L'appareil décolle de Waterbeach le 8 juin à 00h27. Greenburgh a juste le temps de lâcher ses bombes sur l'objectif et son aile droite est mise en feu par le tir d'un Ju 88. Il plonge pour éteindre l'incendie et prévient l'équipage de se préparer à sauter. Quatre premiers équipiers sautent. Il plonge à 3.000 pieds pour sortir des phares de DCA et est encore atteint. Il remet le cap sur l'Angleterre mais est suivi par un Ju 88 et encore atteint. Il saute le dernier, à seulement 400 m du sol.

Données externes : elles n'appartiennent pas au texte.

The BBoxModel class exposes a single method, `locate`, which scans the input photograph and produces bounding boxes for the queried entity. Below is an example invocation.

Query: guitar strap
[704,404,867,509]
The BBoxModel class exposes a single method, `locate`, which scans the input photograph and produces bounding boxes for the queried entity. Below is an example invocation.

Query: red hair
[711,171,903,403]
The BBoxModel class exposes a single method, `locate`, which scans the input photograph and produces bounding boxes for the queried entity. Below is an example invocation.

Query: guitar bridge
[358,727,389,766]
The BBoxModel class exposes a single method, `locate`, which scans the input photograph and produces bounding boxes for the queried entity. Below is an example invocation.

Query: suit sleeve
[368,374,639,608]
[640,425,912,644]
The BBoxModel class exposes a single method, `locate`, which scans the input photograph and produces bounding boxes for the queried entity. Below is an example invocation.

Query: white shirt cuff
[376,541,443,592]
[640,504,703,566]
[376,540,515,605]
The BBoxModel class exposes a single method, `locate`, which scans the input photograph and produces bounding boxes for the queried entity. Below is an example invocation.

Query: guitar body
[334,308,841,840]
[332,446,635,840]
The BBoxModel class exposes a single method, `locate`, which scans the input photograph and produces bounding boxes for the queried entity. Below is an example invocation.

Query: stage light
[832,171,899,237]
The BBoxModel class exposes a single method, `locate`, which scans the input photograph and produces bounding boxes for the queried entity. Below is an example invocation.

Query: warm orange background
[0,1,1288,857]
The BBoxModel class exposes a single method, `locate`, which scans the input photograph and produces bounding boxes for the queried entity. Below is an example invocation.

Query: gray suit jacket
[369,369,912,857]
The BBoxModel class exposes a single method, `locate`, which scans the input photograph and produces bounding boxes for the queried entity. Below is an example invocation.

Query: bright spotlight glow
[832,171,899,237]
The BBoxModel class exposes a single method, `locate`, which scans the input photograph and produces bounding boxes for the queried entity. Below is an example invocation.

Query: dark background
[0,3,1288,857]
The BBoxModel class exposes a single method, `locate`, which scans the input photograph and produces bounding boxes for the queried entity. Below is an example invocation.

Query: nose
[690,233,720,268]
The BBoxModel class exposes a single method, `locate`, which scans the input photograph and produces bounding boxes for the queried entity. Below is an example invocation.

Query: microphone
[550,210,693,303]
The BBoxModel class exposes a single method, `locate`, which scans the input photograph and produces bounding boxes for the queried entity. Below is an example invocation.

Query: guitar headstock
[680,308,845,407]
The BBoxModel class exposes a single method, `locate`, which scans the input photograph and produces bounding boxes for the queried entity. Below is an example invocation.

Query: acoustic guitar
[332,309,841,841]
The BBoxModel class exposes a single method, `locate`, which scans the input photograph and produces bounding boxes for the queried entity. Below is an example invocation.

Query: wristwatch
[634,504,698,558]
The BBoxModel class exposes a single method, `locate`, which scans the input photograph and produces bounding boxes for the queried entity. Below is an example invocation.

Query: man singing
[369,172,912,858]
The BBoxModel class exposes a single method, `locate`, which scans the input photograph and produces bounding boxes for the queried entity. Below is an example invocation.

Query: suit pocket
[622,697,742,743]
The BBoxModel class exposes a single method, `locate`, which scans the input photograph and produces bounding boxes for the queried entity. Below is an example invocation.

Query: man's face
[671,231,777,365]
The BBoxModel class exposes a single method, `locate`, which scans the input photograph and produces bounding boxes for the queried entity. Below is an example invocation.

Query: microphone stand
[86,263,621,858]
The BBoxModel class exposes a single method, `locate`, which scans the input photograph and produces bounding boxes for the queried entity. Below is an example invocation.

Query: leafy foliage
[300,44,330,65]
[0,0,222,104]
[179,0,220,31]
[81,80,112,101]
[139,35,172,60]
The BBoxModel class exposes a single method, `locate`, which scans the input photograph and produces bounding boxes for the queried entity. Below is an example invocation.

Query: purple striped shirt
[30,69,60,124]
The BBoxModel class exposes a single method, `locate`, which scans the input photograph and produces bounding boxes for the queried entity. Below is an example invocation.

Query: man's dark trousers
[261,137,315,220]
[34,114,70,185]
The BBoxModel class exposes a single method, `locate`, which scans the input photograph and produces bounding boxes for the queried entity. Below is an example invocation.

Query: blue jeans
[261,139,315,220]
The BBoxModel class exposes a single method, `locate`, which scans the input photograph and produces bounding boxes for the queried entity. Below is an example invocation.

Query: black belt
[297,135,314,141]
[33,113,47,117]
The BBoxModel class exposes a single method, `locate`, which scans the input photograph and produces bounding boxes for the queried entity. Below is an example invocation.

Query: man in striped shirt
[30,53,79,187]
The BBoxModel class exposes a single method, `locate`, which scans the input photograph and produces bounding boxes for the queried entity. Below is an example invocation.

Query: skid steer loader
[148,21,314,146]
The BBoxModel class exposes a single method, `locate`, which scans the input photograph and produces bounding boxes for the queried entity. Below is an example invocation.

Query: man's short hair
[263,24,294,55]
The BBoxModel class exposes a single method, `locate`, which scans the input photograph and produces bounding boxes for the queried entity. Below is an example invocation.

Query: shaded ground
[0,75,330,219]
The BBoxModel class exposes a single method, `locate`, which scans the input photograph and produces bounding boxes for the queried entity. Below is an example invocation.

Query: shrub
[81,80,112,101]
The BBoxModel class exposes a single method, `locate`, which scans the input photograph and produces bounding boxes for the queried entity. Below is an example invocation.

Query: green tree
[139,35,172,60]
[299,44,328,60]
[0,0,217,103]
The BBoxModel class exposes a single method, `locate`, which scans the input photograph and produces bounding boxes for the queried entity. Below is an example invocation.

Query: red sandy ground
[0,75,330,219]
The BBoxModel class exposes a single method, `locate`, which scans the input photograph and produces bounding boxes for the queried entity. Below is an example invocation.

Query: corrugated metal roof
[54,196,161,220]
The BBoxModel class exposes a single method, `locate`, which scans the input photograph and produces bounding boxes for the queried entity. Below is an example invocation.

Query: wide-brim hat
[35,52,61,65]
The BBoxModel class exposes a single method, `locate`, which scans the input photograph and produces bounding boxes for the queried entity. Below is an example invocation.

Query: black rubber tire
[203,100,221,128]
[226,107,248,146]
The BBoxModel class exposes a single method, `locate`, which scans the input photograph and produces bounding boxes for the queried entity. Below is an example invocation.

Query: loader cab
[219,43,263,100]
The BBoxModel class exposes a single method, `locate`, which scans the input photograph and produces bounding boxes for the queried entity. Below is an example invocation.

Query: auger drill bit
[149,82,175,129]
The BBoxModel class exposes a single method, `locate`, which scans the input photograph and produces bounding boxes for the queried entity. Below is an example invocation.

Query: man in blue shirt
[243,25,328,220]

Un membre de l'équipage, le F/Sgt Gordon Henry Stromberg, opérateur radio/mitrailleur, 19 ans, est blessé, arrêté et mourra le lendemain en hôpital à Amiens. Il est enterré au Cimetière Saint Pierre à Amiens. Le copilote W/Off Leslie John William Sutton, le navigateur F/Sgt Ronald Fox, le bombardier Sgt Eric George Rippingale, le mitrailleur dorsal Sgt Frederick John Carey, le mécanicien Sgt Frank Collingwood et le mitrailleur arrière Sgt Richard Jack Woosnam ont également pu sauter.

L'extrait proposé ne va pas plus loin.